Hagamos nuestra la invitación fuerte y clara del Evangelio a no dejarnos engañar. No escuchemos a los profetas de desventura; no nos dejemos seducir por los cantos de sirena del populismo, que instrumentaliza las necesidades del pueblo proponiendo soluciones demasiado fáciles y apresuradas. No sigamos a los falsos "mesías" que, en nombre de la ganancia, proclaman recetas útiles solo para aumentar la riqueza de unos pocos, condenando a los pobres a la marginación. Al contrario, demos testimonio, encendamos luces de esperanza en medio de la oscuridad; aprovechemos, en las situaciones dramáticas, las ocasiones para testimoniar el Evangelio de la alegría y construir un mundo fraterno, al menos un poco más fraterno; comprometámonos con valentía por la justicia, la legalidad y la paz, estando siempre del lado de los débiles. No escapemos para defendernos de la historia, sino que luchemos para darle a esta historia que nosotros estamos viviendo un rostro diferente.
¿Y dónde encontrar la fuerza para todo esto?
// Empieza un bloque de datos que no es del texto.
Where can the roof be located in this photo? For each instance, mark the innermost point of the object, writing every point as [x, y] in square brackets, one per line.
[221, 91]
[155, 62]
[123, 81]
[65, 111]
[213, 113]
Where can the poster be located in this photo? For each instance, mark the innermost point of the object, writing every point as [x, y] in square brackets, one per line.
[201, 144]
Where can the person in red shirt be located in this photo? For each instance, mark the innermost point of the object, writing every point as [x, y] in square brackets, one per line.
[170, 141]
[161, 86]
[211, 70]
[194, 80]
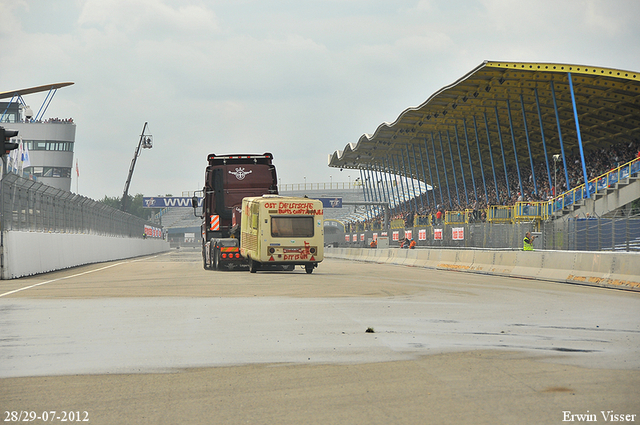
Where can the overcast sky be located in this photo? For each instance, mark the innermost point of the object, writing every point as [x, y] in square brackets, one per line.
[298, 78]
En el Señor. En la confianza en Dios, que es Padre, que vela por nosotros. Si le abrimos nuestro corazón, aumentará en nosotros la capacidad de amar. Este es el camino: crecer en el amor. Jesús, en efecto, después de haber hablado de escenarios de violencia y de terror, concluye diciendo, «Ni siquiera un cabello se les caerá de la cabeza» (v. 18). ¿Pero qué significa? Que Él está con nosotros, Él es nuestro custodio, Él camina con nosotros. ¿Tengo esa fe? ¿Tú tienes esa fe de que el Señor camina contigo? Esto nos lo debemos repetir siempre, especialmente en los momentos más dolorosos: Dios es Padre y está a mi lado, me conoce y me ama, vela por mí, no duerme, cuida de mí y con Él ni siquiera un cabello de mi cabeza se perderá. ¿Y yo cómo respondo a esto? Mirando a los hermanos y a las hermanas que están en necesidad, mirando esta cultura del descarte que descarta a los pobres, que descarta a las personas con menos posibilidades, que descarta a los ancianos, che descarta a los que están por nacer… Mirando todo esto, ¿qué me siento llamado a hacer como cristiano en este momento?
Amados por Él, decidámonos a amar a los hijos más descartados. El Señor está allí. Hay una vieja tradición, también en los pueblecitos de Italia, en la cena de Navidad, dejar un puesto vacío para el Señor que ciertamente llamará a la puerta en la persona de un pobre que tiene necesidad. ¿Y tu corazón?, ¿tiene siempre un puesto libre para esta gente? ¿Mi corazón, tiene un puesto libre para esta gente? ¿O estamos demasiado ocupados con los amigos, con los eventos sociales, con las obligaciones para tener un puesto libre para esta gente? Cuidemos de los pobres, en quienes está Cristo, que se hizo pobre por nosotros (cf. 2Co 8, 9). Él se identifica con el pobre. Sintámonos comprometidos para que no se pierda ni un cabello de sus cabezas. No podemos quedarnos, como aquellos de los que habla el Evangelio, admirando las hermosas piedras del templo, sin reconocer el verdadero templo de Dios, que es el ser humano, el hombre y la mujer, especialmente el pobre, en cuyo rostro, en cuya historia, en cuyas heridas está Jesús. Él lo dijo. Nunca lo olvidemos.